The objective of this study was to assess whether distinct SARS-CoV-2 variants were associated with differences in clinical and laboratory data and cycle threshold (Ct) values (as a surrogate of viral load) in children and adolescents with COVID-19. The Nationwide Children’s Hospital (NCH; Columbus, OH, USA) Institutional Review Board approved the study (#STUDY00002002).
Sample Collection and Testing Algorithm
During January 1, 2021–January 15, 2022, we identified nasopharyngeal (NP) samples from children and adolescents <21 years of age that tested positive by various nucleic acid amplification tests (NAATs) for SARS-CoV-2 at the Clinical Microbiology Laboratory at NCH, per standard of care (Appendix). Samples positive for SARS-CoV-2 by any of the NAATs assays were stored at −20°C.
From all available specimens, we selected a convenience sample for variant screening within 1 week of storage based on the clinical laboratory testing capability, sample volumes, and Ct values, considering a sample adequate when Ct values were <35. We used Ct values as a proxy for viral load quantification because they have an inverse relationship with quantitative viral loads (14).
SARS-CoV-2 Variant Testing
We screened SARS-CoV-2–positive samples by mutation-specific reverse transcription PCR assays for Alpha, Beta, Gamma, Omicron, and other variants of interest as described (15). We developed a T487K assay for screening of the Delta variant (Appendix).
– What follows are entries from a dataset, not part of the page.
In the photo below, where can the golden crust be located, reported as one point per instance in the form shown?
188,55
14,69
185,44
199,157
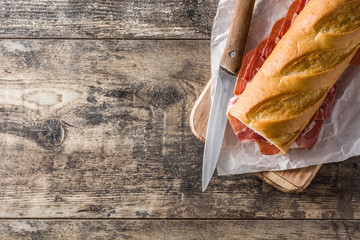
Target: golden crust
295,79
We considered samples positive for P1 but not P2 to be negative for the T478K mutation, and samples positive for both P1 and P2 to be positive for the T478K mutation. We designated samples that carried both L452R and T478K mutations as the Delta variant. Because the Omicron variant appeared in the United States in December 2021 when the Alpha variant had effectively disappeared (16), we designated samples collected during December 1, 2021–January 15, 2022, that were positive for Δ69/70 and negative for the L452R mutation as Omicron (B.1.1.529).
Patient Selection and Data Collection
We linked identifiers from outpatients and inpatients whose samples underwent SARS-CoV-2 variant screening with their electronic healthcare records (EHRs), extracted pertinent data, and manually reviewed clinical data. We included in the inpatient cohort 1 patient who tested positive as outpatient but eventually required hospitalization within 4 weeks of diagnosis; for this patient, we considered for analyses the first sample obtained. For patients with multiple positive SARS-CoV-2 tests during the study, we included in the analyses the first sample collected and the data related to the first encounter. We considered subsequent samples collected for an individual patient or subsequent admissions to be duplicates and excluded them from analysis.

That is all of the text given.